You see, this poor old woman explained that the years spent on this planet had left her with a back that didn’t let her bend anymore, knees that couldn’t support the transition from floor to standing, and brittle bones that wouldn’t allow her to kneel down beside the body that once housed her husband.

We gently explained how we couldn’t move the body. She comprehended but turned away from us, and without any regard for herself was about to simply let her body fall to the floor to be with her husband. My partner and I each outstretched our arms and placed them around her arms and shoulders.

You could hear the snapping and clicking of the old tired joints as the old lady was lowered to the floor. She was no longer quiet in her grief. The wails of emotions escaped her as she bellowed out in disbelief. She cursed God, then asked why. She would say please over and over, her anger would change to defeat and then back to anger.

God seemed to bear the brunt of this, as that’s who she was speaking to. Both my partner and I stood silently, allowing for this to take its course. We stood ready to assist this poor old woman back to standing whenever she was ready. By now a supervisor on our night shift had arrived, and he joined us in our silence.

It is hard to be around a mourning person.

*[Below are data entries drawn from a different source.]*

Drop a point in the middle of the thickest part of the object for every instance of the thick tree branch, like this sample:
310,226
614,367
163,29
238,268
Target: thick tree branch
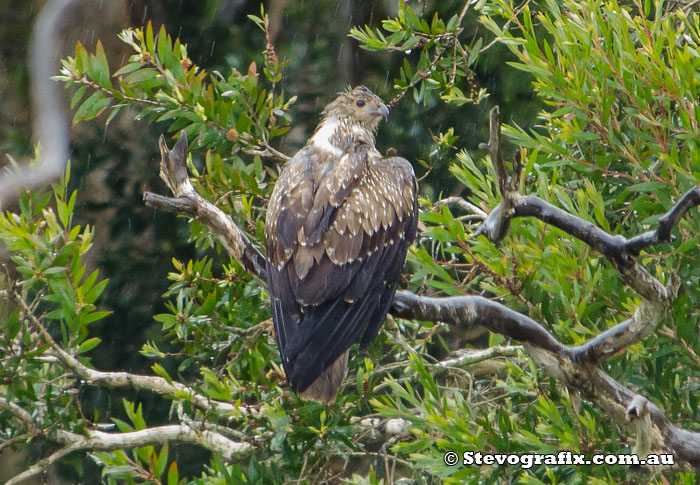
574,366
51,129
100,441
173,171
116,380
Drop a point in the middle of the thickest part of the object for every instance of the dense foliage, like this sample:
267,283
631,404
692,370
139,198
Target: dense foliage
616,144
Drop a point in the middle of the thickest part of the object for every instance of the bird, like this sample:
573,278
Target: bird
339,223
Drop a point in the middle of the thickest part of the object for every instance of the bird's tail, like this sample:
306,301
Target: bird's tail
325,388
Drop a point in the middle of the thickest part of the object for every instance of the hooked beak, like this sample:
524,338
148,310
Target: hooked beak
382,111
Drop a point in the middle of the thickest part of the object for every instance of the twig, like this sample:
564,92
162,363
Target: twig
115,380
575,367
462,204
101,441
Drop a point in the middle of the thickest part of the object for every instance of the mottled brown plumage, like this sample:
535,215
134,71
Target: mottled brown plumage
339,223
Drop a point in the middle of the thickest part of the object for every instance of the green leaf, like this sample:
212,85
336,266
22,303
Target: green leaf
647,186
173,474
160,370
89,344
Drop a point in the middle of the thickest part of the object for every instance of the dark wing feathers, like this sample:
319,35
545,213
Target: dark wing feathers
336,238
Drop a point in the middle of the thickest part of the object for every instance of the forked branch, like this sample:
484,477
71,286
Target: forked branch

It is even harder when you place yourself in their shoes. Sixty-seven years spent in love, in unity, with someone, only to now be alone. Pictures of their love, their youth, and their lives hung on the walls. Bob seemed to have been a pilot at one point and Doris appeared to have come from a farm. A lady of the earth found a man of the sky and they lived and loved.

We would eventually leave after the police arrived to take control and assist the old lady going forward.

And this brings me to the wooden wharf that lay nestled in the north part of the city next to my home. I was standing there, not even sure why, but it’s where my body and mind had taken me. I would take sips of my tea, track an early morning jogger from across the pond, and then look back to the sky.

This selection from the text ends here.